Höre ich zum ersten Mal.Besonders Frankreich hat ja, wie ich durch Recherchen bereits herausgefunden habe, sehr restriktive Gesetze. Die öffentliche Abbildung eines Hanfblattes kann zu Geldstrafen in Höhe von mehreren Tausenden führen.
Hast Du eine seriöse Quelle? Am besten mit Angabe der betreffenden Straffvorschrift?
Yepp. Kann ich nur zustimmen. Allerdings wüsste ich nicht, warum man solche Fotos nicht auch als Stockmaterial anbieten sollte. Nicht zuletzt die Bundeszentrale für gesundheitliche Aufklärung braucht für ihre Broschüren regelmäßig solches Bildmaterial.
Am Rande bemerkt: das einschlägige Zeugnisverweigerungsrecht der StPO gilt nur für Journalisten und redaktionelle Mitarbeiter für Medien. Das wäre der Punkt, wo man mit einem Verlagsjuristen die Vorgehensweise klärt, daß nicht irgendwann ein Staatsanwalt eine Zeugenaussage dazu haben möchte, wo diese Plantage steht...
Musst mal bei google schauen, da sind einige Einträge bzgl. Frankreich.

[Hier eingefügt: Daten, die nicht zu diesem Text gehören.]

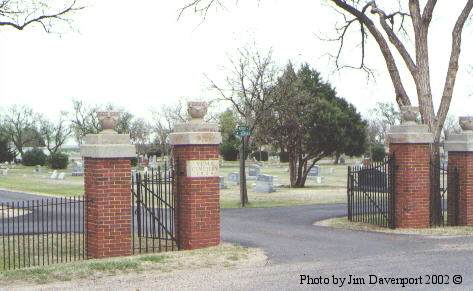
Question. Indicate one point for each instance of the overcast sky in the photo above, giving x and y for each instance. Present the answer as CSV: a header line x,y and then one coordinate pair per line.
x,y
138,56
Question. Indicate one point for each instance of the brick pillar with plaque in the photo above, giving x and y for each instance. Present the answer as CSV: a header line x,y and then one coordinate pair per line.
x,y
411,143
195,149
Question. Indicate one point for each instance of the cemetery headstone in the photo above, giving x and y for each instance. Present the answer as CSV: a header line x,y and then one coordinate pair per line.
x,y
264,184
314,171
254,170
153,163
221,182
234,178
77,169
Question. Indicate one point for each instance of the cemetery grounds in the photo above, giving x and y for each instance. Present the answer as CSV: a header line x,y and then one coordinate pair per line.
x,y
332,189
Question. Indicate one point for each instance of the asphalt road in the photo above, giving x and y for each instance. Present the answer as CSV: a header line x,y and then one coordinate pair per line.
x,y
296,247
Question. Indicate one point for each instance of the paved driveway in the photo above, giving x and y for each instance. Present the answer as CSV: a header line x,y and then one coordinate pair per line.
x,y
295,247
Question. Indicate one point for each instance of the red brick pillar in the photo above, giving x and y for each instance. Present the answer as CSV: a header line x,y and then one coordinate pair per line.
x,y
107,171
460,156
411,145
195,147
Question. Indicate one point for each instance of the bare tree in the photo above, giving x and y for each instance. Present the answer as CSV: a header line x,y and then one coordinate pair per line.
x,y
164,120
387,27
451,126
19,14
250,75
140,131
84,120
20,126
54,134
249,79
381,118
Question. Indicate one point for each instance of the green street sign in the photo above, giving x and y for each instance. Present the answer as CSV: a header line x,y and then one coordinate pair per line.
x,y
242,130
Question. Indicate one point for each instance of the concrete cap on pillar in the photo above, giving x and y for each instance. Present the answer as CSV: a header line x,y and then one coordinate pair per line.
x,y
108,143
462,142
196,130
409,131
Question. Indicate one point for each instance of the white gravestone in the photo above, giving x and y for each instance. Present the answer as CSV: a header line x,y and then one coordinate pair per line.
x,y
264,184
53,175
314,171
221,182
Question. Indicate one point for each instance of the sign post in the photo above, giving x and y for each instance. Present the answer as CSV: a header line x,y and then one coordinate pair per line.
x,y
242,131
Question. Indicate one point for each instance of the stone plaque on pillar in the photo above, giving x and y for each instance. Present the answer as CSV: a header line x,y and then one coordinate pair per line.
x,y
195,147
107,178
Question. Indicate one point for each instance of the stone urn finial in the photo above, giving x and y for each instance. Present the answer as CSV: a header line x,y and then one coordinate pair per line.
x,y
466,123
197,110
409,114
108,121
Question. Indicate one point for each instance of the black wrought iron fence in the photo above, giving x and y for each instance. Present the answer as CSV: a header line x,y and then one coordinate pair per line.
x,y
42,232
154,211
371,193
444,187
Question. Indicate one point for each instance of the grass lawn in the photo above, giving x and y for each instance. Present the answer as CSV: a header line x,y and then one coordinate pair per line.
x,y
331,190
223,256
343,223
21,178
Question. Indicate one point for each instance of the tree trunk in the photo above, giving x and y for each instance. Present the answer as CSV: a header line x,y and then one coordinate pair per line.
x,y
337,159
292,167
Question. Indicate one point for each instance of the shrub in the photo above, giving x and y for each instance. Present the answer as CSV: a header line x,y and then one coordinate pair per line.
x,y
378,152
283,157
229,151
260,156
58,161
34,157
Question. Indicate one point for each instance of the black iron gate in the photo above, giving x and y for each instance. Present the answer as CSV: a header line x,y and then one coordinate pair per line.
x,y
371,193
443,193
154,212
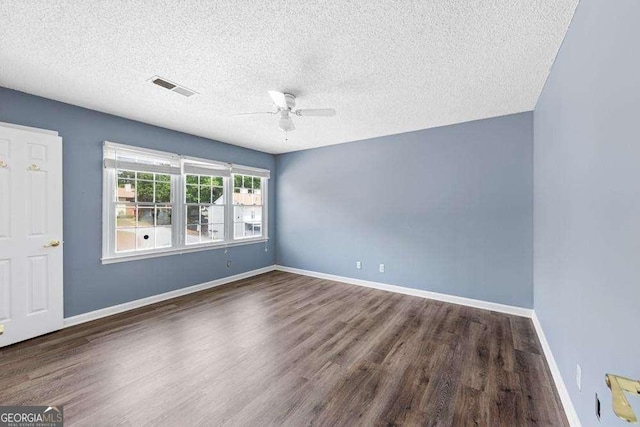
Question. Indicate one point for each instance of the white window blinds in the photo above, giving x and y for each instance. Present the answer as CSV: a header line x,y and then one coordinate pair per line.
x,y
124,158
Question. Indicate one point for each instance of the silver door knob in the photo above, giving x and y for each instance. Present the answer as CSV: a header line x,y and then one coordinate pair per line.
x,y
52,244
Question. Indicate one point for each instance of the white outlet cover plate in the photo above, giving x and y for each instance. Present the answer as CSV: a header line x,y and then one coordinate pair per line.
x,y
579,377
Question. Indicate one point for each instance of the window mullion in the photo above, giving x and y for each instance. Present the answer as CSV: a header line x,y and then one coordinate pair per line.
x,y
177,211
229,225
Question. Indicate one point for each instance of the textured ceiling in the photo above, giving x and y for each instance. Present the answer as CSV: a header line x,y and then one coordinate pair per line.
x,y
386,66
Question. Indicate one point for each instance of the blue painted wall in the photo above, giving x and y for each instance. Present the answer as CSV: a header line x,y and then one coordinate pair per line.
x,y
446,210
587,203
89,285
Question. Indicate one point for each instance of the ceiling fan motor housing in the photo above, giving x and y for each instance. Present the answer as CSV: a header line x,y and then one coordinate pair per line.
x,y
291,100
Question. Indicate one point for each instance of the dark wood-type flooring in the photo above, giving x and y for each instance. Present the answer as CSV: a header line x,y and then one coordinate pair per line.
x,y
284,349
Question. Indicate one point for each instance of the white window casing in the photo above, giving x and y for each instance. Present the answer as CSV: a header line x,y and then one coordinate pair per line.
x,y
119,157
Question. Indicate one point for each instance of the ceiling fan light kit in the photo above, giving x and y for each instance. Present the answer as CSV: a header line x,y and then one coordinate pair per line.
x,y
285,104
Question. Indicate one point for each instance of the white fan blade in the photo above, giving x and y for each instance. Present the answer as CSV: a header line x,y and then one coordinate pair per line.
x,y
286,124
323,112
250,114
278,99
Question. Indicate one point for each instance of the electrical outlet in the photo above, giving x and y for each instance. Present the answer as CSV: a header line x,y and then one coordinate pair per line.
x,y
579,377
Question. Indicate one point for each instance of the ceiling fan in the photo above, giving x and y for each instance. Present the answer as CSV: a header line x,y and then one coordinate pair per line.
x,y
285,104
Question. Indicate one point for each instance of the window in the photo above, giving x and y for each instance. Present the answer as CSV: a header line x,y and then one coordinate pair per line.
x,y
162,203
247,206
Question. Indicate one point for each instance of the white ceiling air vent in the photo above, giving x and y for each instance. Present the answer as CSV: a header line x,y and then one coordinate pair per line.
x,y
173,87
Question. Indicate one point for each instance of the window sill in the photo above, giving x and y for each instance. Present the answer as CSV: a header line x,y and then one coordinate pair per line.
x,y
180,251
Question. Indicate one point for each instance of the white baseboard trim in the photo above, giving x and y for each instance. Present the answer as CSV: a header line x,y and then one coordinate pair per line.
x,y
116,309
569,409
501,308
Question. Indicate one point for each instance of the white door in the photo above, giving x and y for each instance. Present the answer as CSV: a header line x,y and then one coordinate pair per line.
x,y
31,301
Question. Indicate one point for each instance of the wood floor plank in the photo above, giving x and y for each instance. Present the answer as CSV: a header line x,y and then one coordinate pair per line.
x,y
285,349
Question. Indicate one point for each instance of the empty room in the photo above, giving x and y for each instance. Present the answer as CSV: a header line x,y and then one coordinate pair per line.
x,y
292,213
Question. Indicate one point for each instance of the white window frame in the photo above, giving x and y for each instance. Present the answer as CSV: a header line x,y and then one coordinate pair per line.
x,y
178,218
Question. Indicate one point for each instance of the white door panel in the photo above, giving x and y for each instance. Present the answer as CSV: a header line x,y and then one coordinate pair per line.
x,y
31,286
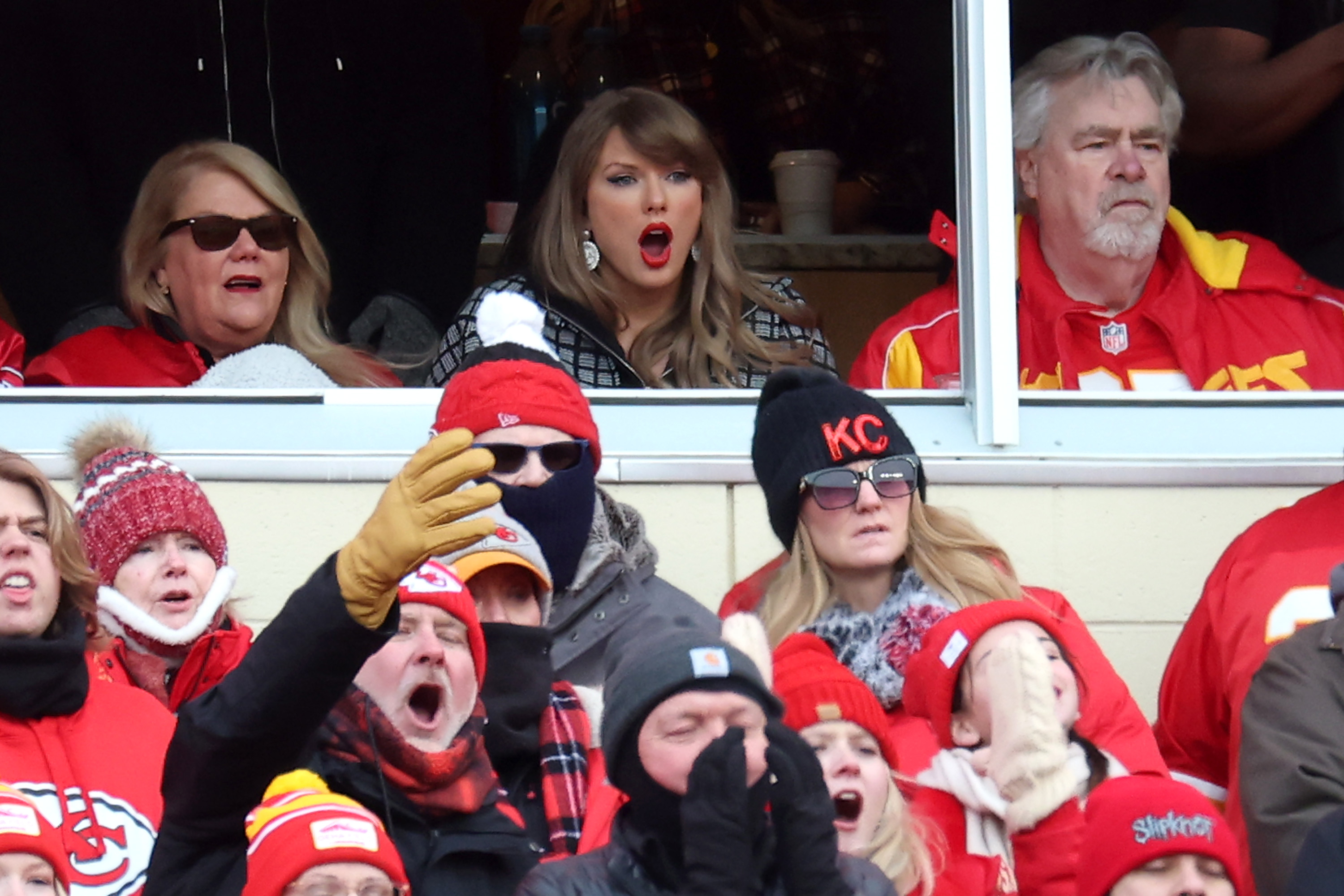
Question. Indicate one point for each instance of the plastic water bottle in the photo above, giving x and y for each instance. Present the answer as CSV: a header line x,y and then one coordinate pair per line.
x,y
533,94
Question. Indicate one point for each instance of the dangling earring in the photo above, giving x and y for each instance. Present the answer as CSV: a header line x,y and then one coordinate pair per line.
x,y
590,253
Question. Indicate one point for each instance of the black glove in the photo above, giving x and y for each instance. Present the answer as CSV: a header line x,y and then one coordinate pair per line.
x,y
717,825
804,817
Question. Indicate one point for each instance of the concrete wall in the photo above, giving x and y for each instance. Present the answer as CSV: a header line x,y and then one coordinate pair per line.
x,y
1132,561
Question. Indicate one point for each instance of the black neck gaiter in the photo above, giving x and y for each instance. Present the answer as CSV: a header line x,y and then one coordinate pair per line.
x,y
45,676
560,515
517,690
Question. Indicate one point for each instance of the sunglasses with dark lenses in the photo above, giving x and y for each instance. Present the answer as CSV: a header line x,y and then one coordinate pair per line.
x,y
838,487
556,457
215,233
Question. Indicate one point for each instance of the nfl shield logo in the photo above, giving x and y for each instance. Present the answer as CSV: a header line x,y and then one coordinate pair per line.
x,y
1115,338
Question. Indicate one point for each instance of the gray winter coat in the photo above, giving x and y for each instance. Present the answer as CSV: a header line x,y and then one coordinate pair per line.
x,y
615,594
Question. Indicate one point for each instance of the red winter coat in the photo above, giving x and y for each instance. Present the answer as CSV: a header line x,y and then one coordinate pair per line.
x,y
96,774
1272,581
211,657
11,356
1111,718
1236,311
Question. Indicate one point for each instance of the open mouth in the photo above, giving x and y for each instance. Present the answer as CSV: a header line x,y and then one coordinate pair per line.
x,y
849,806
426,704
242,284
656,245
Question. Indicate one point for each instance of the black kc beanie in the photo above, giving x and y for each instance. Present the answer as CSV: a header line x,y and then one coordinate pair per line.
x,y
807,420
659,663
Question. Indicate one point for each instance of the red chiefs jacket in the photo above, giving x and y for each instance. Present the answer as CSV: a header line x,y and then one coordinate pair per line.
x,y
1111,718
1272,581
1236,313
11,356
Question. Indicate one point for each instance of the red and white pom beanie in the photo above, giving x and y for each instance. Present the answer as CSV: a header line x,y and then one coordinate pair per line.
x,y
23,829
129,493
517,379
302,824
1132,821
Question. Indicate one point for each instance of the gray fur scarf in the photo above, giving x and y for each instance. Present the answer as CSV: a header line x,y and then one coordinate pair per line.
x,y
877,645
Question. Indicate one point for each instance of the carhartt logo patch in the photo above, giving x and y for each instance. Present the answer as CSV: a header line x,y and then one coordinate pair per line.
x,y
19,820
857,440
710,663
345,833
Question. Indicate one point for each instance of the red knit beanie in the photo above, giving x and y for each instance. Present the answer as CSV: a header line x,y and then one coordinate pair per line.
x,y
23,829
1132,821
439,586
816,687
932,673
510,393
300,825
129,493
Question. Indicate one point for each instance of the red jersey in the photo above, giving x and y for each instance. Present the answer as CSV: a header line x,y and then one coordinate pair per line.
x,y
96,774
1272,581
1228,312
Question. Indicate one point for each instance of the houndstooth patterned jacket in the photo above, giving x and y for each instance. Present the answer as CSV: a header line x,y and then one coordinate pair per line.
x,y
589,350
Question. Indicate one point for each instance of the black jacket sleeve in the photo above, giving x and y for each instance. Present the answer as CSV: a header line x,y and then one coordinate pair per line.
x,y
232,741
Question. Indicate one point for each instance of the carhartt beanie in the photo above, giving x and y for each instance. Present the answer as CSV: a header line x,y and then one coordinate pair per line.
x,y
656,664
933,672
440,587
131,493
1132,821
807,420
513,382
302,824
816,687
23,829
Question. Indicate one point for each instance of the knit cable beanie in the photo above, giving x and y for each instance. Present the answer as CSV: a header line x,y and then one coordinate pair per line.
x,y
300,824
807,420
515,379
1132,821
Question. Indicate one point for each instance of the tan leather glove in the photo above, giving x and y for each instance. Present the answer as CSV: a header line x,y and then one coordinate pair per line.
x,y
417,518
1029,754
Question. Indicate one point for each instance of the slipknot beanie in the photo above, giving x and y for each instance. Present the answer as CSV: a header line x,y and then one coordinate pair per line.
x,y
816,687
1132,821
933,672
23,829
807,420
514,381
440,587
300,825
129,493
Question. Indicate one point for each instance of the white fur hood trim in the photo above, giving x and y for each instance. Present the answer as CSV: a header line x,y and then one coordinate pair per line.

Auf die schnelle hab ich diese Seite gefunden: http://www.cannabislegal.de/international/fr.htm
Da steht es drin mit dem Verbot der Abbildung.
Oh ja, da kann ich deine Bedenken gut nachvollziehen. Genau deshalb habe ich dich ja auch an Zoonar verwiesen, auch wenn dort noch nicht mit schnellen Verkäufen zu rechnen ist.
Da es sich nicht um tagesaktuelle Bilder handelt, ist es letztlich egal, ob du sie sofort, in 6 oder gar 12 Monaten los wirst. Wenn es eine abwechslungsreiche Sammlung wird, kannst du eine Lightbox erstellen, die man als komplette Einheit gezielt anbieten kann.
Zoonar wird längerfristig eine Apis-Anbindung herstellen und hat derzeit noch keine Vertriebspartner. Da du für jedes Bild einzeln angeben kannst/musst, ob du einem Partnervertrieb zustimmst, kannst du durch schlichtes Weglassen eines Häkchens verhindern, daß die Bilder bei ausländischen Partnern angeboten werden.